The dictionary as I mentioned before has no examples that contradict my opinion, so it may be there is language change going on and the lexicographers have not picked up on it yet, or maybe they like me have regarded this as misuse, substandard English and disregarded it.
I don’t know if any dictionaries have yet listed nightmare stuff - which I have even seen on kitz iirc - such as ‘*should of done it’ and ‘would of/could of’ and I have heard it spoken on coronation street too, with a clear vowel as in ‘of’, ‘off’, not a schwa [ə] (ie the central vowel found in unstressed syllables in English, Welsh eg as in the last syllable of ‘mother’, second o in ‘coronation’). So I don’t know if dictionaries are currently intending to document nightmare developments.

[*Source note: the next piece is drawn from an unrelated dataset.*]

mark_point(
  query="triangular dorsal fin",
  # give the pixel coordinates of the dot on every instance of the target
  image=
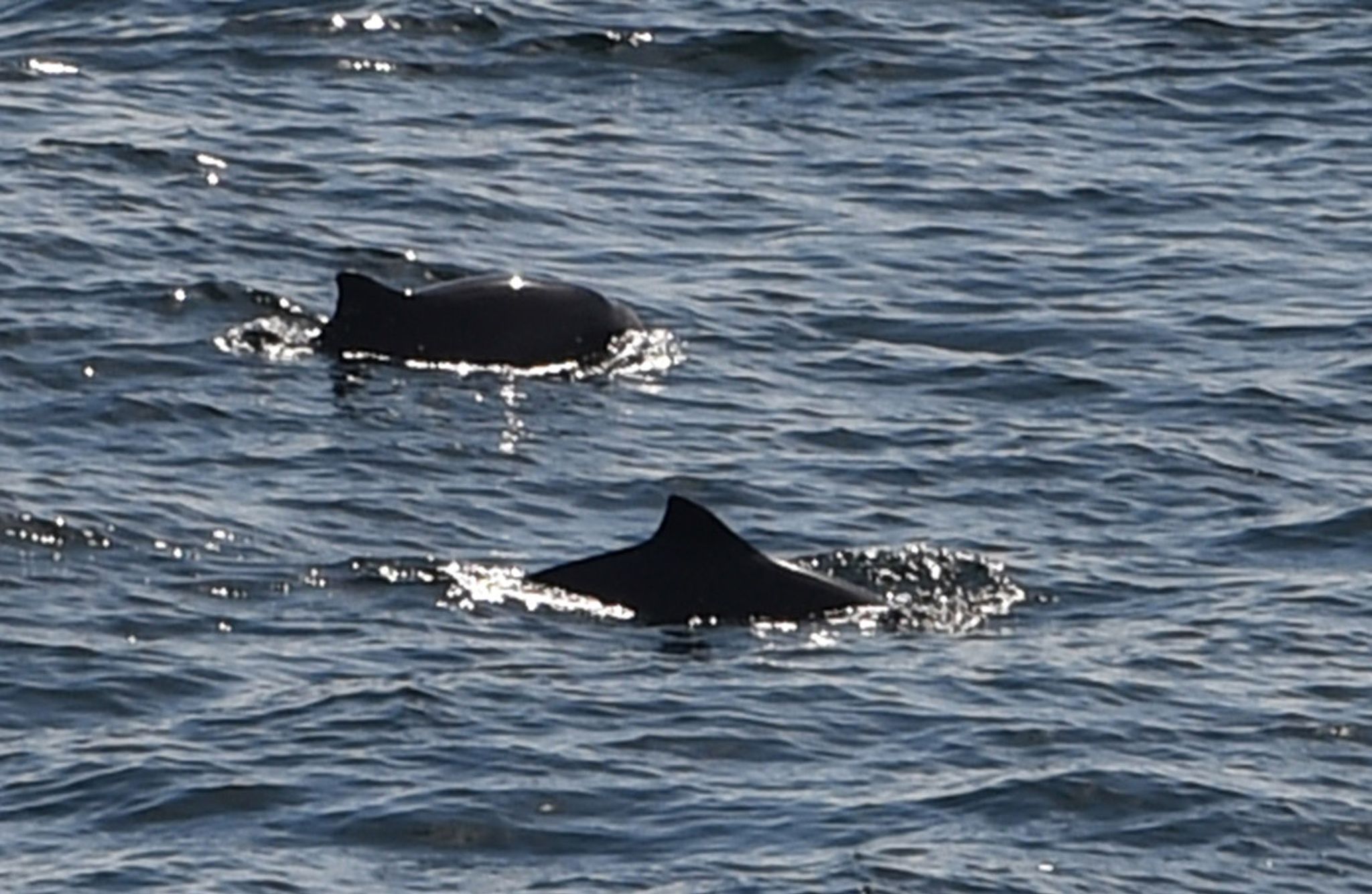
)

FYI even 1200 years, ago Irish speakers were sometimes confusing ‘do’ meaning ‘to’ with ‘de’ meaning ‘of’ (cf Latin and French]) and writing ‘do’ for both sometimes, and this is still going on today in some parts of the Western Isles, so there’s a lot of this kind of corruption about. Btw the former, do here is cognate with eg. English to, but unstressed particles such as this had become voiced for some reason, so the word was no longer *to. And I have seen other odd things which I think are similar ancient total cock-ups too.